In the meantime, Šarec (LMŠ) offered Počivalšek (SMC) his pre-election co-operation, with the idea of a joint candidate list even arising. Still, after disputes among SMC members and public pressure stating that SMC would then be violating its pre-election promise to the voters by joining Janša’s government, the party then decided to become a coalition partner of SDS. This led Cerar to leave the party he had established in 2014, saying the party had lost its honour and was no longer adhering to the values it originally held. Further, within DeSUS, some cracks were clearly visible, although the party had already been a coalition partner with SDS between 2004 and 2008.
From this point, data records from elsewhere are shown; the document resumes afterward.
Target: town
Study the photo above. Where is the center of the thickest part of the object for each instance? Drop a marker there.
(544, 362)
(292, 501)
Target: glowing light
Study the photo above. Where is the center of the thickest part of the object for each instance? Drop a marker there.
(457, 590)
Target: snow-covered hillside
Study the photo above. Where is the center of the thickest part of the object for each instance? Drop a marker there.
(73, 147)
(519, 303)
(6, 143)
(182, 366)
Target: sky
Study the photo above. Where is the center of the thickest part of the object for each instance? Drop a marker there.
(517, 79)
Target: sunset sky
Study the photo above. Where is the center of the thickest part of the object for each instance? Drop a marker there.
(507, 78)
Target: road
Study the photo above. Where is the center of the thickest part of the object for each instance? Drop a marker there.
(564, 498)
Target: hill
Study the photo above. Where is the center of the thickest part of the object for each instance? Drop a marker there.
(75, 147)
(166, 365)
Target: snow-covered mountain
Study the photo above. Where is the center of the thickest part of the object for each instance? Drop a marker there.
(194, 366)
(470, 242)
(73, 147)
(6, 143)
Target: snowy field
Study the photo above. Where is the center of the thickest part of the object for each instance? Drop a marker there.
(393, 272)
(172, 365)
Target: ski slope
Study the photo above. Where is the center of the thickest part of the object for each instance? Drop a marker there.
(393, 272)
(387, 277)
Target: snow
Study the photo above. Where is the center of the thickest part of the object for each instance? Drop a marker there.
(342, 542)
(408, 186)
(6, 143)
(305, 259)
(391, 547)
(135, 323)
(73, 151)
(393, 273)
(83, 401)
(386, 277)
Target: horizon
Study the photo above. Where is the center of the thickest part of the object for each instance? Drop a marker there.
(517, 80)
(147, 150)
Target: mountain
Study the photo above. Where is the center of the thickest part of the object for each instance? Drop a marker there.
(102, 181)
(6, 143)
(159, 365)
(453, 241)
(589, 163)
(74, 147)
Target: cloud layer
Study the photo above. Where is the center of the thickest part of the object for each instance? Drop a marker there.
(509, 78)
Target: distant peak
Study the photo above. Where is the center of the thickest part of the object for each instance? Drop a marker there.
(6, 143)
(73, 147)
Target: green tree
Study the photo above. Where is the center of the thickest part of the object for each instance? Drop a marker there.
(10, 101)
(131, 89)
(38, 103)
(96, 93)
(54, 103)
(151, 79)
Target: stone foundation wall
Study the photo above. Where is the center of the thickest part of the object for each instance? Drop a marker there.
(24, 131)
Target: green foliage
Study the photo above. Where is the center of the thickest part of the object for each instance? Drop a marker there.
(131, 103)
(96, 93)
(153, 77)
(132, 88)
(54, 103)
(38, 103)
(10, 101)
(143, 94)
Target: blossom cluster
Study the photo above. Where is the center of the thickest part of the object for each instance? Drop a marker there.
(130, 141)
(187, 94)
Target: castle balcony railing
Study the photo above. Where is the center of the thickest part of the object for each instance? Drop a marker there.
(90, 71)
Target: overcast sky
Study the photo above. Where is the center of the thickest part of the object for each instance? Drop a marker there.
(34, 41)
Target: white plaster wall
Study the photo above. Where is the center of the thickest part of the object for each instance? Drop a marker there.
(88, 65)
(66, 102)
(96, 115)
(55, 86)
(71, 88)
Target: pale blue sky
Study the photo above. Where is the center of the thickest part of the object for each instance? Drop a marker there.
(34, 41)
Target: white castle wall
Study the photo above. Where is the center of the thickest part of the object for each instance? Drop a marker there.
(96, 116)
Despite NSi being a centre-right party, as well as a member of the European People’s Party, like SDS is, it appears that NSi has also found it difficult to decide to join a government led by SDS. After twice acting as a junior partner in SDS-led governments, it found that this did not benefit its electoral results. In addition, the relationship between the centre-right SDS and NSi entailed key differences in certain policies and had already attracted attention in the past, alongside disagreements between party leaderships that reached a peak in mid-2016. At the time, then NSi leader Ljudmila Novak declared it would be hard for her party to co-operate with SDS in the future if led by its long-standing leader Janša. She added that it was hard for her to create positive stories with ‘negative’ people, adding that she wished to talk about co-operation, yet was unable to imagine co-operating with a person who had been consistently abusing her and saying in public that NSi is no longer credible or reliable. Not surprisingly, the former NSi leader and current MEP Novak called for early elections. At the end of February, the party councils of SMC, NSi and DeSUS agreed to join a coalition government led by Janša and SDS. However, lowest support for joining the coalition came from NSi where ‘only’ 60% of the council members agreed.
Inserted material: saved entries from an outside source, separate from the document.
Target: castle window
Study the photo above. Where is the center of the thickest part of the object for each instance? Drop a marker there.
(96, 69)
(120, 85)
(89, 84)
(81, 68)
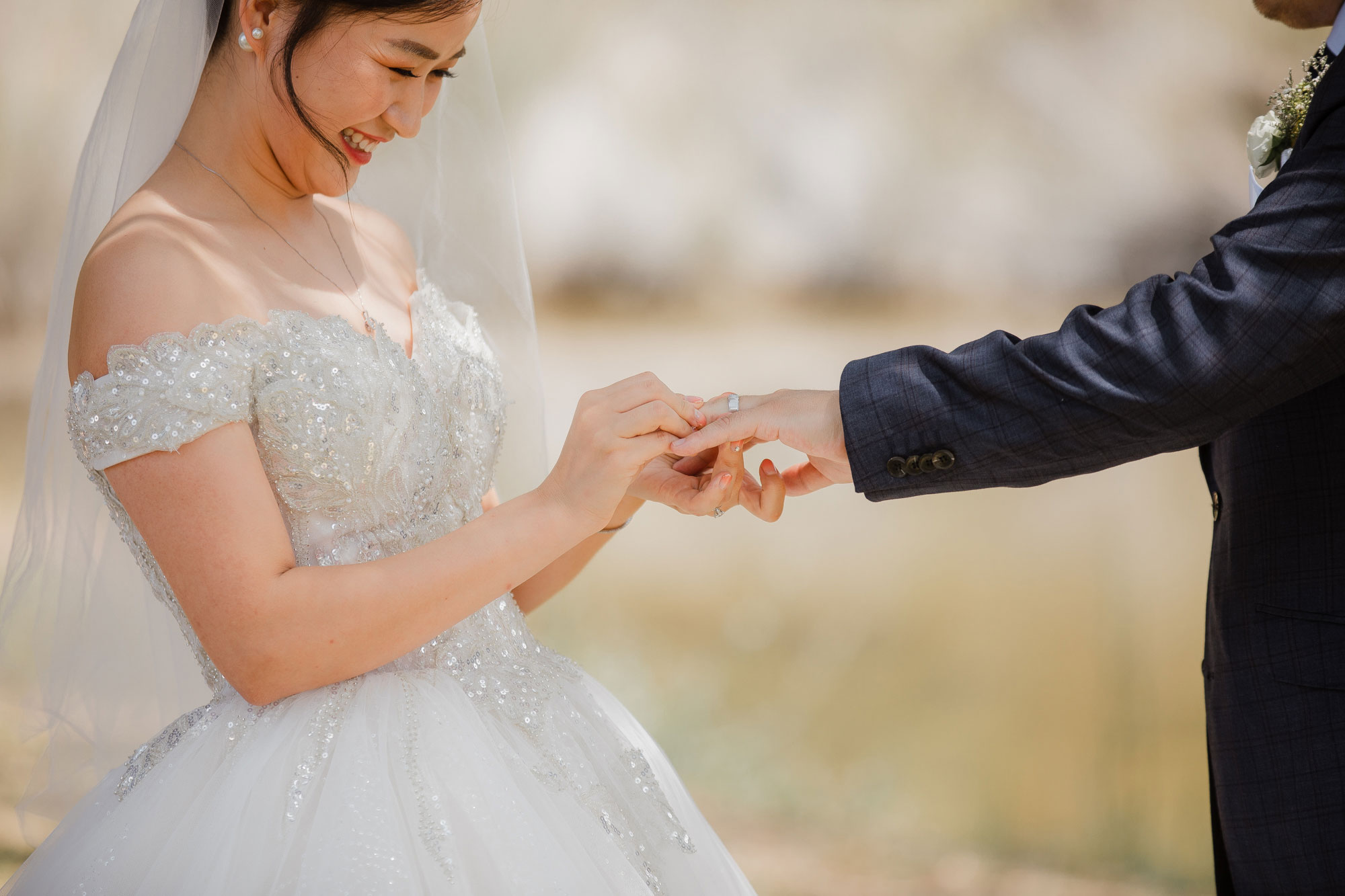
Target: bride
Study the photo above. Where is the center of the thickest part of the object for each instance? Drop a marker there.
(295, 409)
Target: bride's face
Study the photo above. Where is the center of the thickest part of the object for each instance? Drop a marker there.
(361, 83)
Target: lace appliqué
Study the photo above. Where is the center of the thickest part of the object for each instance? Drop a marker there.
(512, 676)
(371, 454)
(149, 755)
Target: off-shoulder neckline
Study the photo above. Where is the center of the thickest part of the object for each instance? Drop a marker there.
(412, 303)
On 3 March 2020, Janša was elected PM by 52 votes in favour (MPs from SDS, SMC, NSi and DeSUS, plus SNS and 2 representatives of the national minorities) and 31 against. On 13 March, parliamentary votes for/against the proposed list of ministers were distributed in the same way.
Janša’s third government started to work one day after Šarec’s acting government had proclaimed an epidemic in Slovenia. The national emergency caused by the coronavirus (Covid-19) saw the new centre-left opposition parties (LMŠ, SD, SAB, The Left) pledging to be constructive in helping the government fight the epidemic. However, they also announced they would be closely monitoring any actions that might be deemed excessive and harmful to democracy since SDS is close to Hungarian PM Orban, his party Fidesz and the policies they advocate.